The idea of treating Goffman’s celebrated The Presentation of Self in Everyday Life as canonical and as fit for placement in the sociological lexicon, along with graver works such as Durkheim’s The Elementary Forms of the Religious Life or Weber’s The Protestant Ethic, might seem profane. This study of Goffman, formulated on the island of Unst in the Shetlands, Scotland, but conceived in relation to Anglo-American society in the 1950s, has long been treated as unique, enigmatic and in some way not part of ‘respectable’ sociology. Yet, despite this reputation, the study formed the platform for Goffman’s ascent to stellar status, marking him out by repute, citation and collected studies as the pre-eminent American sociologist of the second half of the 20th century. Much curiosity exists about that island study, undertaken between 1949 and 1951 and rewritten twice, first as a monograph in 1956 and then as a paperback in 1959. The peculiarity of Goffman’s study might lock it in its time as an account of the minutiae of the ritual order as conceived in a micro-sociology uniquely formulated at the inception of the service industries.
The need to chronicle the changes in society 60 years after the issue of Goffman’s study is self-evident but, oddly, nobody to date has really rectified this omission, until Shulman’s study came along. Too often, appraisals of a classical work in sociology are captive to it. This is not the case with this lively, insightful and omnivorous study of American culture which adds greatly to the enormous expansion of reflections and commentaries on Goffman and all his works. By an awesome immersion in Ritzer’s notion of ‘cathedrals of consumption’, Shulman has artfully deployed Goffman’s dramaturgical metaphor to lay out the performative and ritual properties increasingly shaping contemporary American culture.

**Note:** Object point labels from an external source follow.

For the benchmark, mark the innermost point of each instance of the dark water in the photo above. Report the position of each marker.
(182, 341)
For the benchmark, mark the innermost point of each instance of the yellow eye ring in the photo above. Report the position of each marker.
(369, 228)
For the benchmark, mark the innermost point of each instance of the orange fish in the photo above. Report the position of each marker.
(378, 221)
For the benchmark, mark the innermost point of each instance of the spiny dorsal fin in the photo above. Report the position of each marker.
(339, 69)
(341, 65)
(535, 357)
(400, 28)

Drawing on Goffman’s conceptual arsenal, perhaps too assiduously at times, Shulman illustrates well the way that staging increasingly applies to modes of cultural display in a vast number of areas. The outcome is a study that affirms the ubiquity of Goffman’s insights as American culture exponentially expands in ways that endorse their prophetic properties. The study has much to commend. It is written in a very accessible style, is well structured and sub-headed, has a useful glossary of Goffman’s concepts and is well indexed with a useful bibliography. Given the range of cultural resources Shulman deploys in this study, which make it original in its own right, it is perhaps understandable that the study has no conclusion.

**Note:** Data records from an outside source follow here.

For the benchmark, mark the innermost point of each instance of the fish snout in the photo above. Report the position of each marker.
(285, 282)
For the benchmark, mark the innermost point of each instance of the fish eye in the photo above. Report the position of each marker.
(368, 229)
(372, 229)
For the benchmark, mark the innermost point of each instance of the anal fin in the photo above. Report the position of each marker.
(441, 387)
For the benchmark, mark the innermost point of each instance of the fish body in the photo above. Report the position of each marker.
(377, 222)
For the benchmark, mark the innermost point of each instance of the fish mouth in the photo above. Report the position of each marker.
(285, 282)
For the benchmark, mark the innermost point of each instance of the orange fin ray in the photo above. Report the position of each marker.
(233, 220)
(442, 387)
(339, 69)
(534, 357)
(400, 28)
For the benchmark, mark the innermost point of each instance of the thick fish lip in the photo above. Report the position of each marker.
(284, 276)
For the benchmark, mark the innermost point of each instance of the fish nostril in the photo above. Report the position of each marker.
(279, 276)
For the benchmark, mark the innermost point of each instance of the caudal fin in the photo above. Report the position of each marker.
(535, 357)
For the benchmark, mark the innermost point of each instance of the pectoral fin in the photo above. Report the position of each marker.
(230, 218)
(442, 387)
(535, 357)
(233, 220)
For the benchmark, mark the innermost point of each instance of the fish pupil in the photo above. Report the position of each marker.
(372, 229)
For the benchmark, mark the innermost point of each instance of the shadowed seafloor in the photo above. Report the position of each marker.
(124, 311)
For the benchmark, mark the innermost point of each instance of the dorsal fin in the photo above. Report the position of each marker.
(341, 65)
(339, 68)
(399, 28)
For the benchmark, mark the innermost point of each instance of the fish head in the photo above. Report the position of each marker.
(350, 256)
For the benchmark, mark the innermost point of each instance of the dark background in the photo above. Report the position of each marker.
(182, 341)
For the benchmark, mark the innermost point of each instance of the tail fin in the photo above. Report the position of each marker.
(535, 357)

Only occasionally does Shulman drift towards criticism of what is on offer, where prospects of deception have become so alluring. After Chapter 1 (useful) on self-presentation and dramaturgy, Chapters 2 and 3 move on well to consider performance, ritual and identity. Chapter 4 deals with ‘work places as stages’ which shape organisations. But it is really in Chapters 5 to 7 that the virtues of the study become more apparent as a validation of Goffman’s insights. In these chapters, in particular, Shulman displays an ethnographic awareness of the detail of the culture he inhabits that is awesome and which is almost equivalent at many times to Goffman’s powers of analysis and insight. In Chapter 5, the link between image and performance is well drawn, most notably the way both are interconnected in terms of commodification and consumerism. There are some delights in Chapter 6, which deals with role play in popular culture. Two instances come to mind. The first is a brilliant ethnographic account of the staging of professional wrestling (pp. 190–202). The other relates to the emergence of ‘hell houses’ (pp. 208–9). These imitate houses of horrors, but are deployed as warnings to sinners by Evangelical groups in the USA.
The final Chapter 7, ‘The Internet: Society’s Newest Stage’, is perhaps the most pertinent and useful one in the study. It remedies a long-standing need for a well-focused essay on the burgeoning social media in all its permutations, where Goffman’s notion of stigma finds new outlets in social media. Shulman captures well the ways performance online generates risks. These are explored in relation to the emergence of cyberbullying where realms of shame expand endlessly to punish failures and to reveal hidden secrets. Shulman concludes his chapter and the study with a wonderful section on ‘filter bubbles’. These reflect the self-confirming and insulating properties the use of the internet facilitates. They also draw attention to the contradictory gifts of the internet where, in one form, opinions can be insulated from contradiction but, in another, that capacity for restriction is to be off-set by what Shulman terms the prospects of ‘virtual engulfment’ (pp. 234–6). What emerges is that the little worlds Goffman explored do persist but now in a continual state of malleability and limitless extension.
It is no disparagement of this work that it is unusually accessible to the general public, but also especially to undergraduates. At a time of conceptual drought, it opens out many new areas well worthy of further exploration. Goffman was always generous in his coining of new concepts and in his deployment of metaphors. Shulman extends many of these into appraisals of popular culture, which seem to suggest that in contemporary sociology there is no escape from the legacy of Goffman’s appraisals where all of the world seems staged and presented. An opening is presented for the application of critical wits that would separate the authentic from inauthentic. The outcome of Shulman’s work is that sociology is still in business in offering appraisals of shifting landscapes.